Even though there are way too many reboots, sequels and reprises happening in the TV world right now, I, for one, was excited about the announcement of a new iteration of “Gossip Girl,” solely because maybe they’ll do it right this time!
Don’t get me wrong, “Gossip Girl” was -- and still is -- one of the best dramas, teen or otherwise, on TV. Not only can we credit it with handing us Blake Lively, but the combination of high school drama and scandalous affairs was exciting. But then they let Serena and Dan end up together, and it was almost all for nothing.
What should have happened? Rufus and Lily lived happily ever after, their kids got over themselves, Dan became a recluse where he was free to blog to his creepy heart’s desire and Serena married a Wall Street broker. Done and dusted. Instead, they rewarded Dan’s scummy behavior with the happy marriage! Boo.

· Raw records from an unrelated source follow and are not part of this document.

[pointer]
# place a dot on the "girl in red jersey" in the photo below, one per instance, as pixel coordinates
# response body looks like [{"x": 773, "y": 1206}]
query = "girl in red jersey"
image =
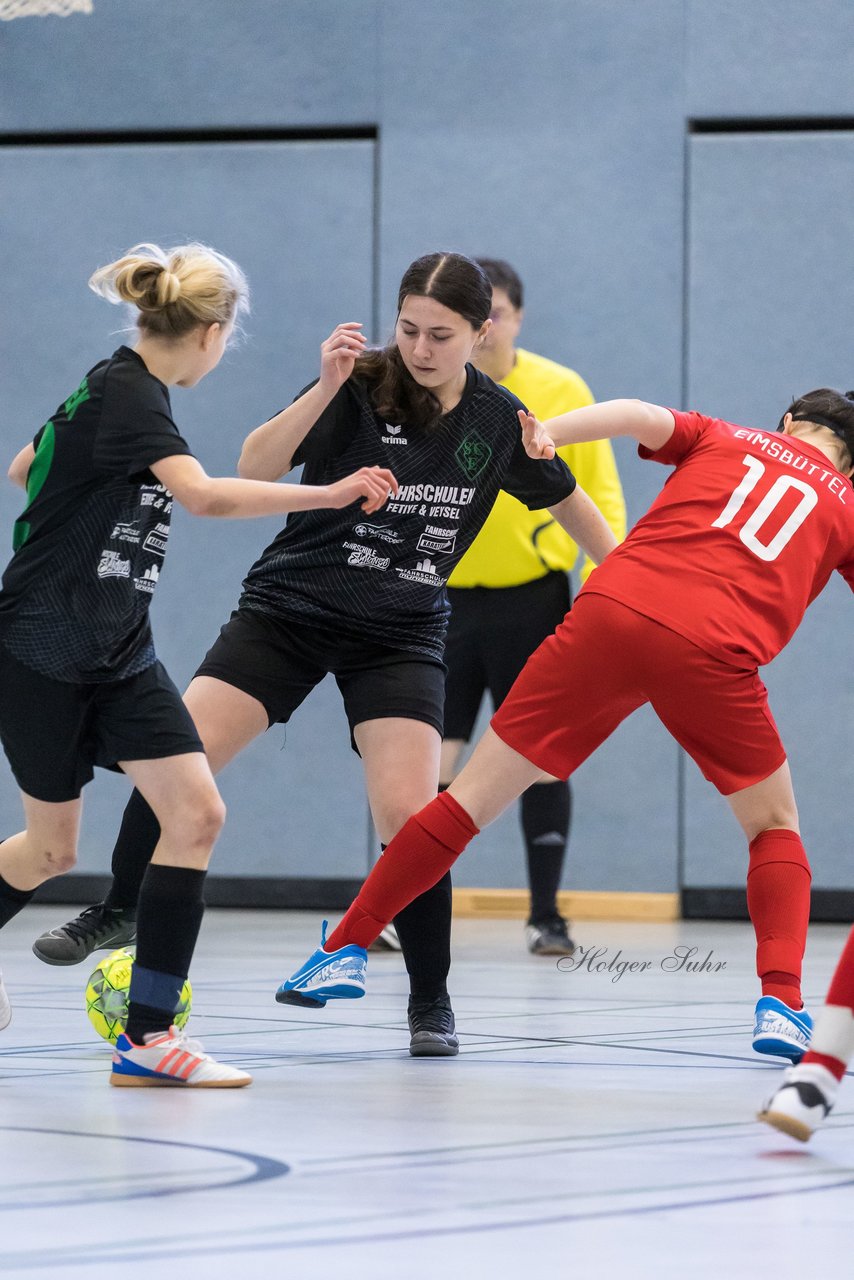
[{"x": 707, "y": 586}]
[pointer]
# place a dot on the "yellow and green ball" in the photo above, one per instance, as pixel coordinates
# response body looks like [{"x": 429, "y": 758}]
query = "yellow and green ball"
[{"x": 106, "y": 996}]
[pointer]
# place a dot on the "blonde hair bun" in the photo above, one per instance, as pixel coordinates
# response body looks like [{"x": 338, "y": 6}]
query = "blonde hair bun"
[{"x": 177, "y": 289}]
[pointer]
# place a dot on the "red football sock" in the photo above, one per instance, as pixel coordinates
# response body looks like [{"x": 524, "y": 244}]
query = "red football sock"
[
  {"x": 831, "y": 1064},
  {"x": 424, "y": 849},
  {"x": 841, "y": 988},
  {"x": 779, "y": 905}
]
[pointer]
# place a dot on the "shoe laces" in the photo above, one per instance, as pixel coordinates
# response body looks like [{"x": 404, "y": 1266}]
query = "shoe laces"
[
  {"x": 177, "y": 1038},
  {"x": 90, "y": 922}
]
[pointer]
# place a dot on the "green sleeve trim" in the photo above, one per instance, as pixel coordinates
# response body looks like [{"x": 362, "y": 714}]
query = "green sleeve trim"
[{"x": 36, "y": 476}]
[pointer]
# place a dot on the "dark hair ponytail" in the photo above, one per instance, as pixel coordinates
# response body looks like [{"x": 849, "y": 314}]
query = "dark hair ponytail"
[
  {"x": 459, "y": 284},
  {"x": 830, "y": 408}
]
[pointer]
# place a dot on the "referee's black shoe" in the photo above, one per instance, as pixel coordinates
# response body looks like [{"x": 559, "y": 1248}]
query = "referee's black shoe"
[
  {"x": 432, "y": 1028},
  {"x": 96, "y": 928}
]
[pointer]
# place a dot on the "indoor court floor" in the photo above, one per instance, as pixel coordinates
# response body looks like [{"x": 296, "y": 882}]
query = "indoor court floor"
[{"x": 587, "y": 1123}]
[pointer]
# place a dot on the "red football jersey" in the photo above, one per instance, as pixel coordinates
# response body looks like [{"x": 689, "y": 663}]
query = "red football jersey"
[{"x": 740, "y": 540}]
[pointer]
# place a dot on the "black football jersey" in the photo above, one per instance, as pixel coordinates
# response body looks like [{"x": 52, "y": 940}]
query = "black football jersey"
[{"x": 91, "y": 540}]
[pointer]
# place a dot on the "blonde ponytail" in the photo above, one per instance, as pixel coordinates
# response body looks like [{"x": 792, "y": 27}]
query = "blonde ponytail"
[{"x": 174, "y": 291}]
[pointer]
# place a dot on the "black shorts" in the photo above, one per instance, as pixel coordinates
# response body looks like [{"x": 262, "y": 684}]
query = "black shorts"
[
  {"x": 55, "y": 732},
  {"x": 493, "y": 632},
  {"x": 278, "y": 662}
]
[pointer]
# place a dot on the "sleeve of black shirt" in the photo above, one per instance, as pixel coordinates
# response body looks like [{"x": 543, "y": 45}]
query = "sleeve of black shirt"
[
  {"x": 334, "y": 429},
  {"x": 535, "y": 481},
  {"x": 136, "y": 428}
]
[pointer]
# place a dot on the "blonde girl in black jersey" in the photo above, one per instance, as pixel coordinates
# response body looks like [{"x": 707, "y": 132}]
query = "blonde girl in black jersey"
[{"x": 80, "y": 681}]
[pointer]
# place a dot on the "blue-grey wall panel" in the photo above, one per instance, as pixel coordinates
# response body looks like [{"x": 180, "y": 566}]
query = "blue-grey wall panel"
[
  {"x": 770, "y": 316},
  {"x": 191, "y": 63},
  {"x": 553, "y": 137},
  {"x": 770, "y": 58},
  {"x": 298, "y": 218}
]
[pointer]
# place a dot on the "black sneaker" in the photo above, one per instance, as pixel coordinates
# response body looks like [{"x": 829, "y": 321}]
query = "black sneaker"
[
  {"x": 432, "y": 1028},
  {"x": 95, "y": 928},
  {"x": 549, "y": 937}
]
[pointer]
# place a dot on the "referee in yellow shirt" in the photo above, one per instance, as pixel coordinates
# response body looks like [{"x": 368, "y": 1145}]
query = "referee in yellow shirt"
[{"x": 512, "y": 588}]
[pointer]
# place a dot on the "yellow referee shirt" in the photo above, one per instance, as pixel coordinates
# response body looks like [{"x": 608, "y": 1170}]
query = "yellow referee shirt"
[{"x": 517, "y": 545}]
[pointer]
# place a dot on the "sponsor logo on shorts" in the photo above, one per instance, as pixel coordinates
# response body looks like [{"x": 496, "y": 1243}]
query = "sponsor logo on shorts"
[
  {"x": 382, "y": 533},
  {"x": 149, "y": 580},
  {"x": 439, "y": 542},
  {"x": 126, "y": 533},
  {"x": 365, "y": 557},
  {"x": 424, "y": 571},
  {"x": 113, "y": 566}
]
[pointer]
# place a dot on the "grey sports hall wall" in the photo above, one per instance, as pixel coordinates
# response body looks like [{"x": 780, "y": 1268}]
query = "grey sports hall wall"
[{"x": 674, "y": 179}]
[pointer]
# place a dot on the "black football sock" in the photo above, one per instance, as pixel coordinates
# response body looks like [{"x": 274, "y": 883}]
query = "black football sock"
[
  {"x": 136, "y": 842},
  {"x": 12, "y": 900},
  {"x": 546, "y": 810},
  {"x": 424, "y": 932},
  {"x": 168, "y": 922}
]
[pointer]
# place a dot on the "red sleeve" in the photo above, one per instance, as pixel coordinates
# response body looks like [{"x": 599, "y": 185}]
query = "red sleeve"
[{"x": 686, "y": 433}]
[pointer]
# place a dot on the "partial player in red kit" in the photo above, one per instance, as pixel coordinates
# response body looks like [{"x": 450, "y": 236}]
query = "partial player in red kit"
[{"x": 708, "y": 585}]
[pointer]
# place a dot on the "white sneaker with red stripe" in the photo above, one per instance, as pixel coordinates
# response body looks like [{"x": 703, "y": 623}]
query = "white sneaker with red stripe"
[{"x": 167, "y": 1059}]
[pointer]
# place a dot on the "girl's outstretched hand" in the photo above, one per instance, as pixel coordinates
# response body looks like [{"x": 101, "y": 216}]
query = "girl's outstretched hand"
[
  {"x": 538, "y": 443},
  {"x": 373, "y": 484},
  {"x": 338, "y": 355}
]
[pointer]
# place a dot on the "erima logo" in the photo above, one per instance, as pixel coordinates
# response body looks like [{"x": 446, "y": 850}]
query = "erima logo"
[
  {"x": 394, "y": 435},
  {"x": 149, "y": 580}
]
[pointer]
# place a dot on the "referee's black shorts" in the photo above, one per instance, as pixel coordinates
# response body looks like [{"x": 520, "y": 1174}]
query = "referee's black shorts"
[
  {"x": 278, "y": 662},
  {"x": 493, "y": 632},
  {"x": 54, "y": 732}
]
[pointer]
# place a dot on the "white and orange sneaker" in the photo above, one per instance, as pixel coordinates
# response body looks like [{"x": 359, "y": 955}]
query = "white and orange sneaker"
[{"x": 170, "y": 1059}]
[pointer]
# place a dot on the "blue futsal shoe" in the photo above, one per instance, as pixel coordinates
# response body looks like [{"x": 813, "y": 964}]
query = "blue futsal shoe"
[
  {"x": 781, "y": 1031},
  {"x": 325, "y": 976}
]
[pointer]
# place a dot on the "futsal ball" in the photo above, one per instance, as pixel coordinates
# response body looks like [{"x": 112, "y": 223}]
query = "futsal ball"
[{"x": 106, "y": 996}]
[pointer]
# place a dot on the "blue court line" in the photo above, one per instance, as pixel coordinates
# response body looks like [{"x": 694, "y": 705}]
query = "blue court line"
[{"x": 261, "y": 1168}]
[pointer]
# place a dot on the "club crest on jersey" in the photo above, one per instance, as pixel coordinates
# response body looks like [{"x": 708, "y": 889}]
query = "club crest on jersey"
[
  {"x": 473, "y": 455},
  {"x": 424, "y": 571}
]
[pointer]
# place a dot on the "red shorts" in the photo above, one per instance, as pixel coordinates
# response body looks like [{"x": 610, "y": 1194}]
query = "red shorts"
[{"x": 603, "y": 662}]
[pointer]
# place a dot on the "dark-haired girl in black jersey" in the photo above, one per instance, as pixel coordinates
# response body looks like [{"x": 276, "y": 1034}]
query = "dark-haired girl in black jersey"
[
  {"x": 365, "y": 599},
  {"x": 80, "y": 681}
]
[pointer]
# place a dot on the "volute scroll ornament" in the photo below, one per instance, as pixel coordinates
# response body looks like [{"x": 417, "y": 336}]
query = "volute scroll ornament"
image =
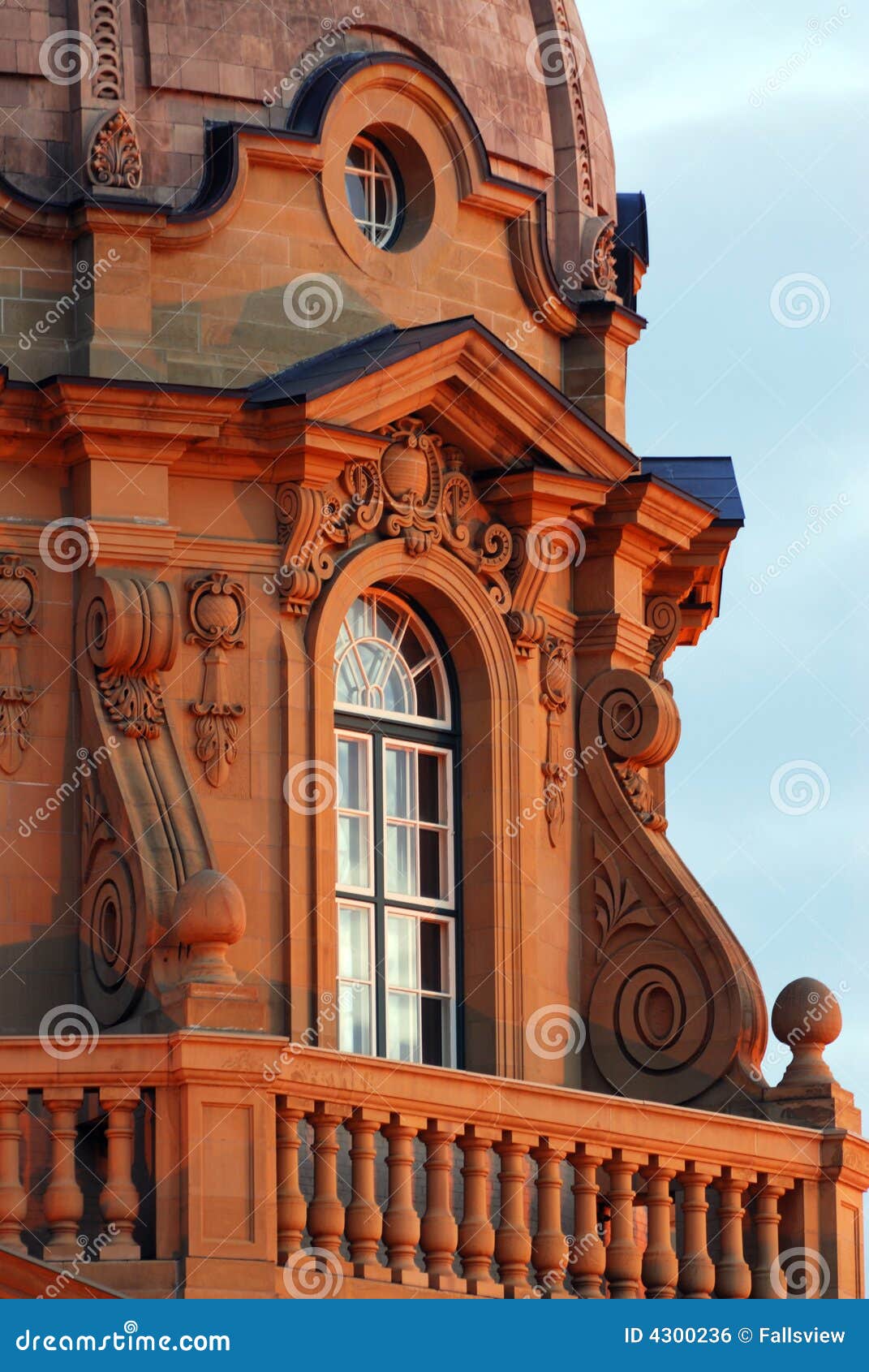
[
  {"x": 674, "y": 1007},
  {"x": 18, "y": 604},
  {"x": 217, "y": 610},
  {"x": 417, "y": 490}
]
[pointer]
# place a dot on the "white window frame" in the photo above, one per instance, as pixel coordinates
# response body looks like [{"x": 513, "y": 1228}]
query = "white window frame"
[
  {"x": 343, "y": 809},
  {"x": 419, "y": 917},
  {"x": 357, "y": 982}
]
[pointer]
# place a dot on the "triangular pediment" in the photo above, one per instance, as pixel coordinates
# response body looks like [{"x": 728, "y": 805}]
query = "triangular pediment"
[{"x": 469, "y": 386}]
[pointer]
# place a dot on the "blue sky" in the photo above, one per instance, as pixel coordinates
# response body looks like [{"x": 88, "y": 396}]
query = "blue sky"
[{"x": 747, "y": 128}]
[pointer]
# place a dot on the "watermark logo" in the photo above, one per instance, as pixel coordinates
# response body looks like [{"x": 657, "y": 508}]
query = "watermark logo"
[
  {"x": 69, "y": 57},
  {"x": 556, "y": 57},
  {"x": 554, "y": 545},
  {"x": 310, "y": 787},
  {"x": 799, "y": 787},
  {"x": 556, "y": 1032},
  {"x": 312, "y": 1275},
  {"x": 312, "y": 300},
  {"x": 69, "y": 544},
  {"x": 803, "y": 1272},
  {"x": 798, "y": 300},
  {"x": 69, "y": 1031}
]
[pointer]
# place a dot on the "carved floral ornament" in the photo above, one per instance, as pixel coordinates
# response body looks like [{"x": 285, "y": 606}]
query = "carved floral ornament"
[
  {"x": 114, "y": 158},
  {"x": 217, "y": 610},
  {"x": 415, "y": 490},
  {"x": 18, "y": 600}
]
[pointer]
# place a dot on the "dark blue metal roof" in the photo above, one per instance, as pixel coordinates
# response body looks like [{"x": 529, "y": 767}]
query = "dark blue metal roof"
[{"x": 709, "y": 479}]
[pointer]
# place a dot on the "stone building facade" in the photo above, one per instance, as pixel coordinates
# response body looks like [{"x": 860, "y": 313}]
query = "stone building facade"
[{"x": 344, "y": 947}]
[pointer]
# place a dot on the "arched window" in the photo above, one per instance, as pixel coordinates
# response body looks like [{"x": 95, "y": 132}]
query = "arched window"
[{"x": 395, "y": 745}]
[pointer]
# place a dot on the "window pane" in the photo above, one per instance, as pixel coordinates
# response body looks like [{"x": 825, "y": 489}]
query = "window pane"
[
  {"x": 401, "y": 861},
  {"x": 354, "y": 1018},
  {"x": 432, "y": 956},
  {"x": 401, "y": 783},
  {"x": 431, "y": 874},
  {"x": 402, "y": 951},
  {"x": 355, "y": 195},
  {"x": 431, "y": 805},
  {"x": 427, "y": 696},
  {"x": 352, "y": 851},
  {"x": 433, "y": 1020},
  {"x": 354, "y": 943},
  {"x": 403, "y": 1036},
  {"x": 352, "y": 774}
]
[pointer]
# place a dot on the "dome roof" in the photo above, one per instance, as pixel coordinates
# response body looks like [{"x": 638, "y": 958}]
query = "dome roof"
[{"x": 520, "y": 66}]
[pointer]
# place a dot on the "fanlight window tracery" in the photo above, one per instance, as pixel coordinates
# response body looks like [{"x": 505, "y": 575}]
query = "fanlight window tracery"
[{"x": 387, "y": 664}]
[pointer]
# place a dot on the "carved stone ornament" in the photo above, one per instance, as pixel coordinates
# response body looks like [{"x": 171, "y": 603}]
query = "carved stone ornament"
[
  {"x": 115, "y": 158},
  {"x": 18, "y": 596},
  {"x": 573, "y": 73},
  {"x": 415, "y": 490},
  {"x": 105, "y": 81},
  {"x": 664, "y": 619},
  {"x": 674, "y": 1006},
  {"x": 217, "y": 610},
  {"x": 556, "y": 681},
  {"x": 598, "y": 248},
  {"x": 155, "y": 913},
  {"x": 129, "y": 656}
]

At least I can take comfort in the fact that Penn Badgley hated his character as much as I did. Now, that’s no secret, as the broody (you try thinking of a better word for Badgley) actor has commented on his frustration with Dan time and time again. He once called Humphrey a “tool on a show with soap-operatic arcs” who “needs to be a judgmental douchebag sometimes,” and told W Magazine earlier this year that playing Dan was likely “the least likable I've ever been.” And that was before he played a stalker-killer.
Most recently, he talked to Entertainment Tonight about how he’s reconciled his past with “Gossip Girl” with his role as Joe Goldberg in “YOU” on Netflix (the second season of which is out Dec. 26).
“I think it's pretty clear that, like, I've never been a proponent of Dan Humphrey's,” he said when asked if he’d return to the HBO Max reboot, out sometime in 2020. “I've never been necessarily the greatest friend or fan of Dan Humphrey, which now I reconcile in this way that I'm like, you know, I would love to contribute in a meaningful way to [the reboot].”
And back in February, he told GQ that he’d realized Joe was “almost the only role I could have possibly done after ‘Gossip Girl.’”
“Up until this role, everybody thought I was such a nice guy. And it’s great to be a nice guy, but the kind of nice guy that makes ‘nice guy’ an insult -- that's actually not a nice guy,” he said of Dan. “I think that's what frustrated me. Lo and behold, I play somebody who's not a nice guy, and that everybody loves. We don't like Dan Humphrey. We like Chuck Bass. We like Joe Goldberg. So, in a sense, what do you expect?”
There ya have it, folks: We don’t like Dan Humphrey!
But the bigger picture here, I think, is that Badgley just has a hard time seeing himself as an actor. Honestly, does the guy even like his job? Jury’s out. He’s talked at length about his struggles with fame and notoriety, and in the same interview in which he called Dan a tool, he told Vulture, "I was 23 years old and wanting to be an artist, and I was on a f*cking TV show. Going to fashion parties and stuff. I was like, 'What the f*ck am I doing'"
Is that not...being an actor?
It’s almost as if he’s playing bad characters in order to satisfy his complicated feelings about his career. Or perhaps being “Lonely Boy” for years, just to come out as the show’s villain, essentially, led him directly to playing another complicated nice/bad guy.
A self-fulfilling prophecy if I’ve ever seen one.